Но где оно, счастье?

«Мир не знал человека более одаренного, чем Аристотель.

Его глубочайший разум охватил и свел в единый круг все доступные в древности знания. Свои речи в Ликейской школе в Афинах он собрал в ста пятидесяти томах, среди которых – философская «Метафизика» и трактаты по логике, физике, зоологии, психологии: «Категории», «Об истолковании», «Аналитика», «Топика», «Физика», «О происхождении и уничтожении», «О небе», «О метеорологических вопросах», «История животных», «О возникновении животных», «О движении животных», «Трактат о душе».

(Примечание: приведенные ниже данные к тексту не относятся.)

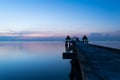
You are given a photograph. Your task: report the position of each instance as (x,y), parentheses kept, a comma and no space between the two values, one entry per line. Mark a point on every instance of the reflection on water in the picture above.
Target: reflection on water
(33,61)
(112,44)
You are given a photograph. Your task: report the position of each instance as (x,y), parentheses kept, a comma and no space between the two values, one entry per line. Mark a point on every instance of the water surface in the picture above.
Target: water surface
(33,61)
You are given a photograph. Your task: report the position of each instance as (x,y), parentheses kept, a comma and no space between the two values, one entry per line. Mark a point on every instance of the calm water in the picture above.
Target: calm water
(33,61)
(112,44)
(37,61)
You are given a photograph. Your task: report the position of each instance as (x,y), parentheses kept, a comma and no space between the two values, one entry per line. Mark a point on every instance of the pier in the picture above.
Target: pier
(92,62)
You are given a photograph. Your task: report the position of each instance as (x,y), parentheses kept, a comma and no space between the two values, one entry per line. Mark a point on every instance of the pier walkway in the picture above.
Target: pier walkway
(92,62)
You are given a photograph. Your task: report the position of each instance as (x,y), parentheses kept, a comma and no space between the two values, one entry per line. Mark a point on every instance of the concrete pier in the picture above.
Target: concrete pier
(95,62)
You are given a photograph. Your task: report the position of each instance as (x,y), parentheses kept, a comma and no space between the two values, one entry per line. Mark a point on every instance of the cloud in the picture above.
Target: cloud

Не обошел в них ученый также этику и поэтику, риторику и политику».

Омар с тоской положил перо.

Завидно! В душе – ноющее томление. Он горевал, что никогда не достигнет вершин, покоренных великим греком. Хотя смог бы, пожалуй. Если б жизнь сложилась по-иному…

Летнее утро в разгаре. Иволги, майны, дрозды, отзвенев на рассвете, разлетелись искать пропитание.

Встал, подошел к тахте убрать постель, сохранившую жар Эль-Мирры. Девушка ускользнула, когда у раскрытого окна заворковала первая горлица. Омар мягко встряхнул покрывало, оно обдало его ароматом, тонким, терпким и нежным. Тюрчанка теперь и вправду пахнет миррой. Купил ей в лавке благовоний.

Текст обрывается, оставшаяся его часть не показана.